[KEV] CVE-2020-9715 -- CVSS 0.0 Vulnerability Briefing

[KEV] CVE-2020-9715 | CVSS 0.0 (Low) | Exploit: Operational

What Is It

CVE-2020-9715 is a use-after-free vulnerability in Adobe Acrobat that can be exploited to achieve arbitrary code execution on affected systems.

Technical Detail

The flaw involves improper memory management within Adobe Acrobat, where a reference to freed memory can be accessed and manipulated by an attacker. Exploitation typically requires a user to open a specially crafted PDF document, triggering the use-after-free condition and allowing the attacker to control program execution flow. Successful exploitation results in remote code execution in the context of the current user, which can be chained with privilege escalation techniques for deeper system compromise.

Exploitation Status

CISA has confirmed active exploitation in the wild, adding this vulnerability to the Known Exploited Vulnerabilities catalog on April 13, 2026. The exploit maturity is rated Operational, meaning functional exploit code capable of reliable exploitation exists and is being used in real-world attacks, not merely as a proof-of-concept demonstration.

Who Is Targeting This

No specific threat actor attribution is confirmed at this time. Given the operational exploit maturity and CISA KEV listing, opportunistic and targeted threat actors should both be considered plausible. No specific sectors have been identified as primary targets in available reporting.

What To Do

Organizations should apply the relevant Adobe Acrobat security update immediately. Per CISA's Known Exploited Vulnerabilities catalog requirements under Binding Operational Directive 22-01, federal agencies are required to patch this vulnerability or apply documented mitigations by the deadline associated with the April 13, 2026 KEV listing.
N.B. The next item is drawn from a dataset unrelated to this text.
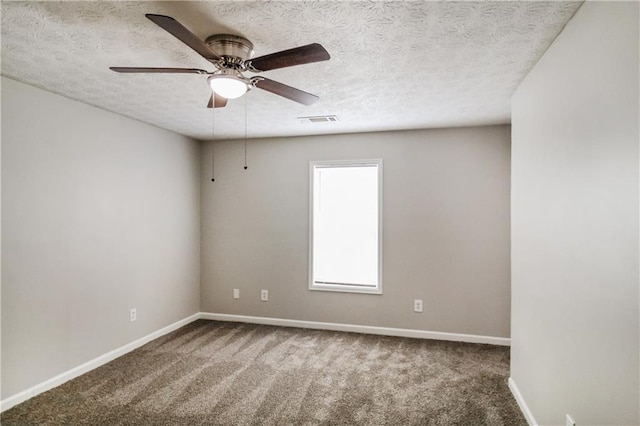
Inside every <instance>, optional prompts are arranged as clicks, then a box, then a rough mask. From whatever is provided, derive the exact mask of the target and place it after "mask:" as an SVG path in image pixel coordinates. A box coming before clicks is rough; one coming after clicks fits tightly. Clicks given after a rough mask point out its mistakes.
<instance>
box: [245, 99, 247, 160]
mask: <svg viewBox="0 0 640 426" xmlns="http://www.w3.org/2000/svg"><path fill="white" fill-rule="evenodd" d="M244 169H245V170H247V96H245V97H244Z"/></svg>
All organizations, not only federal entities, are strongly advised to treat this as a high-priority patch given confirmed active exploitation. Where patching cannot be applied immediately, consider restricting the opening of PDF files from untrusted sources and disabling JavaScript execution within Acrobat as a partial mitigation. Monitor endpoint detection logs for anomalous process spawning from Acrobat processes as a detection signal.